Cultural Practices and Power Relations
Published: 05/04/2017 - 18:16
Last modification: 31/07/2025 - 09:12
This research line encompasses studies on various forms of symbolic elaboration, cultural experiences, and exchanges built under different circumstances. It focuses on the study of customs, values, and cultural practices that define and are defined by social relations in work, everyday life, institutions, rituals, legal practices, and the arts. Through notarial documentation, legal proceedings, and other sources (oral, visual, audiovisual, among others), it seeks to understand how cultural patterns, power relations, ideologies, and institutions are created and transformed by the dynamics of groups and the strategies of individuals, at various scales, analyzing both collective and individual experiences through which agents are formed and act as subjects within their social groups.
This research line will also include studies on the press as a space of intervention marked by political, economic, and cultural tensions and disputes. It considers various aspects of the production, distribution/circulation, and reception of ideas, images, and other narratives to be relevant. These interconnected aspects help us understand how processes of meaning-making occur and how they are challenged and reconfigured in debates among individuals, social groups, or entire societies. The study of the arts, in turn, will encompass not only the cultural product itself but also its media, spaces, and the individuals involved, analyzed according to their social position (gender, class, race).
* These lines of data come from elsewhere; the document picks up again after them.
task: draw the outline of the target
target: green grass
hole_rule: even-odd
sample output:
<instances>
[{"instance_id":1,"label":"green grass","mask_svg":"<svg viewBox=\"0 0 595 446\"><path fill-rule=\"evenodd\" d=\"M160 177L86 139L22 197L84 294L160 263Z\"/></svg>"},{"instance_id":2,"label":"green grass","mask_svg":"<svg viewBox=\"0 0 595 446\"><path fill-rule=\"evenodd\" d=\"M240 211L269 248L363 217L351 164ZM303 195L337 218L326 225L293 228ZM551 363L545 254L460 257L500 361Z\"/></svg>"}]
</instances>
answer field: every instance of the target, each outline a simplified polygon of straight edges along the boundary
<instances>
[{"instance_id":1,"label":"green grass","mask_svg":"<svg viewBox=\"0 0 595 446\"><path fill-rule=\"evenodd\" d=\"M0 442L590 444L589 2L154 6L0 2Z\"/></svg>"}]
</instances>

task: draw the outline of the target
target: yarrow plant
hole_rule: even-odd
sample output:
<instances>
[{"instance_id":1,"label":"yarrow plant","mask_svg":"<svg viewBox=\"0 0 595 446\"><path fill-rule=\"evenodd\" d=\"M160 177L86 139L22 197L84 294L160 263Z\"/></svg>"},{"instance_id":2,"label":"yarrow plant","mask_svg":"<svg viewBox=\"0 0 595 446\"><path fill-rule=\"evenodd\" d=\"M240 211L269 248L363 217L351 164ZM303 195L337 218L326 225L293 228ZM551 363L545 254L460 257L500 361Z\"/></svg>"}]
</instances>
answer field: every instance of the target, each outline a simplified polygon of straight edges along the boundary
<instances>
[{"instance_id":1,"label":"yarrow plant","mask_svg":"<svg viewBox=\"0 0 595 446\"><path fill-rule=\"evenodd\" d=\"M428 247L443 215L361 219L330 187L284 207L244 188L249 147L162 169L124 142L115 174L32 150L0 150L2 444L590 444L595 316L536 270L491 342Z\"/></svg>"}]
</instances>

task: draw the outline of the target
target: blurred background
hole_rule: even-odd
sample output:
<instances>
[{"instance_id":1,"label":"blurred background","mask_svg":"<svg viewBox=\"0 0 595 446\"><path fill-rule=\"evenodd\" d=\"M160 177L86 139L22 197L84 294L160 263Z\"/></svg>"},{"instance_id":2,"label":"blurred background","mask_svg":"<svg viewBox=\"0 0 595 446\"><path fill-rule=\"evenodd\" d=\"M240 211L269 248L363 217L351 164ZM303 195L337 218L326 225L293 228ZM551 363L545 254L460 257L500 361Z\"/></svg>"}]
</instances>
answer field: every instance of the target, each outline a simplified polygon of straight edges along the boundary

Issues related to the history of historical thought and the theory and history of literature will also be considered. Regarding the former, the research line includes studies on theories, methods, and writings through which historical thought has been constructed and shaped by issues of culture, society, politics, economy, and power. Regarding the latter, it is important to note that fiction, with its various genres and foundations, involves devices regulated by programs designed to hierarchize cultural artifacts according to provisional criteria and arrangements. It is worth recognizing the possibility of historicizing such devices and their diverse applications. The underlying criteria of these fields and questions systematically reveal power relations, depending on the practices that shape them and emerge from them.